Британский премьер-министр шел вдоль фронта, шел медленно, стараясь сшибить свой взгляд со взглядом едва ли не каждого солдата. Аппарат кинохроники, что двигался вслед, запечатлел это. Что мог означать этот черчиллевский взгляд, устремленный на русского солдата, взгляд, в котором были и укор, и изумление, и, быть может, страх? Обратив на солдата глаза, старый Уинни точно смотрел в лицо тайны, которую не оставлял надежды постичь. Дума британского премьера была упорной. Однако что это была за дума? «Мне не известно ни одно правительство, которое выполнило бы свои обязательства, даже в ущерб самому себе, более точно, чем русское Советское правительство», — возгласил Черчилль в первой же своей речи по возвращении на родину.
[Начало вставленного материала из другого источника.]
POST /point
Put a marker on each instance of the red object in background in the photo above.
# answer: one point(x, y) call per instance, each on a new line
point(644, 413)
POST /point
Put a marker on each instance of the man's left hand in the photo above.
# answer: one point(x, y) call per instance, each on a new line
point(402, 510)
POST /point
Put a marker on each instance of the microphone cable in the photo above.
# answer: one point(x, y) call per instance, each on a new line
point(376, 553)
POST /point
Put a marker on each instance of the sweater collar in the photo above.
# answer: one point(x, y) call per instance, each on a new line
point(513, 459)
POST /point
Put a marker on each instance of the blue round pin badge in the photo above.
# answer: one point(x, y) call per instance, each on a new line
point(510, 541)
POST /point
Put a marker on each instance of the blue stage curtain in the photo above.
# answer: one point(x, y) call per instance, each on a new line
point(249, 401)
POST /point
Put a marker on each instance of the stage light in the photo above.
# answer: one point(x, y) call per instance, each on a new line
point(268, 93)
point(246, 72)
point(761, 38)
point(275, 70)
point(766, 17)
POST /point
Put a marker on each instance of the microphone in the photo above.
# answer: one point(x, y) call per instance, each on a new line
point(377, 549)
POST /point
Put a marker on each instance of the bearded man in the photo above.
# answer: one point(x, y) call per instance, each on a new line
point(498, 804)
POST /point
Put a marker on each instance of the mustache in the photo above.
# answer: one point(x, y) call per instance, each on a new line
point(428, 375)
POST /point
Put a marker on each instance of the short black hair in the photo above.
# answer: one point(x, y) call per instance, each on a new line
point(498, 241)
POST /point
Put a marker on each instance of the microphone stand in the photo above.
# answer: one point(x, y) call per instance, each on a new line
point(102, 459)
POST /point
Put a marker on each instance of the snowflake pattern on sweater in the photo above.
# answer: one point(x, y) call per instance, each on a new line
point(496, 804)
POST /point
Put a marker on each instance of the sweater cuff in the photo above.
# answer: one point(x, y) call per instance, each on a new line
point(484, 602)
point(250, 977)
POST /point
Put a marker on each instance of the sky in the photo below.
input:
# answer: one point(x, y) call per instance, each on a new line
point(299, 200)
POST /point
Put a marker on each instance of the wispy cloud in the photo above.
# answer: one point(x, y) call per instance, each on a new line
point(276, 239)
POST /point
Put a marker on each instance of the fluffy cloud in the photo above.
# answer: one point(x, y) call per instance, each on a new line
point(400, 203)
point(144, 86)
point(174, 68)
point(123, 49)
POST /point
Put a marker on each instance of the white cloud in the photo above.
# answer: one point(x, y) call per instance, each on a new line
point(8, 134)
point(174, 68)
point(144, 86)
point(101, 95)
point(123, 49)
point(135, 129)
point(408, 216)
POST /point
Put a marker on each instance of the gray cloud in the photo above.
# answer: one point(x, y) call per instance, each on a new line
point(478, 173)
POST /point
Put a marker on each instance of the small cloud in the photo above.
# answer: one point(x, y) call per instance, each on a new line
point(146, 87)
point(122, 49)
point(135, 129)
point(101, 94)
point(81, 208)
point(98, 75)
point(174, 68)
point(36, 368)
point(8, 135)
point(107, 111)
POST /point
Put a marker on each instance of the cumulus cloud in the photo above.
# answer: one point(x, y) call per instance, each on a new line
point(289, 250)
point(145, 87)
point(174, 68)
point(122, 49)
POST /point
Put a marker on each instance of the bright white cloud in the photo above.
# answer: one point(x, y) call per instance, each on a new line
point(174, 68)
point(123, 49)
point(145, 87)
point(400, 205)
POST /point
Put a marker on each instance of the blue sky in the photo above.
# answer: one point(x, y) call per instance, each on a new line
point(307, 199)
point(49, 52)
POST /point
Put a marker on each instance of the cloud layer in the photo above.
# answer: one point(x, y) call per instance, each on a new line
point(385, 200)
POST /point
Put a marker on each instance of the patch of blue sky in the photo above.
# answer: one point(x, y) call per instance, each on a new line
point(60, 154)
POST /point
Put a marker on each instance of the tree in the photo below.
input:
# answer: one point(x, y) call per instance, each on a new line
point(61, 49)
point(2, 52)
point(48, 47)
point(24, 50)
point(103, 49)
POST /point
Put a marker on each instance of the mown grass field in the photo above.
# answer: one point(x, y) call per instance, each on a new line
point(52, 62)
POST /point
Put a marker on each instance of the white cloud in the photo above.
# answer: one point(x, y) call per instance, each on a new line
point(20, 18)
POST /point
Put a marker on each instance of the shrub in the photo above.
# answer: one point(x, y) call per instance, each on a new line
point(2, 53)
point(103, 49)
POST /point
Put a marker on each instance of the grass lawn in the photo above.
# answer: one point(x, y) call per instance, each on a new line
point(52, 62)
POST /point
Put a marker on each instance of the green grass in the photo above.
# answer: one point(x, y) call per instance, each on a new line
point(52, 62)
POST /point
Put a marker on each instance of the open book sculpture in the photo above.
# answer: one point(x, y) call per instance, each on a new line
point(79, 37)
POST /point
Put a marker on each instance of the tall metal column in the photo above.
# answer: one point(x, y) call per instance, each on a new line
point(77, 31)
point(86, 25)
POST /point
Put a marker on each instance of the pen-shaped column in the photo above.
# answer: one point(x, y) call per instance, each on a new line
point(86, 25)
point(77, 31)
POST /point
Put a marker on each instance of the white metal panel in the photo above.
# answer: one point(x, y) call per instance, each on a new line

Если бы немалая доля пафоса, которая была в этом заявлении, сочеталась с искренностью, можно было бы считать, что Ялта совершила и в жизни Черчилля нечто эпохальное…
К Егору Ивановичу явились гонцы с Манежной: университетская профессура, которой стал известен бардинский доклад о Тегеране, была бы признательна за рассказ о Ялте.
Осведомленная Августа и на этот раз оказалась провидицей: незримый бардинский доброжелатель мостил Егору Ивановичу дорогу в университет, мостил, как могло показаться, не делая секрета. В этом было для Егора Ивановича одновременно и нечто отрадное, и тревожное. Отрадное потому, что обнаруживало признание неких бардинских достоинств. Тревожное по той причине, что знаменовало переориентацию Бардина с дипломатической стези на университетскую, что, как должен был признаться себе отпрыск Иоанна, не входило в его планы: как ни заманчива была карьера мужа науки, Бардин хотел бы следовать этим путем, не оставляя дипломатии.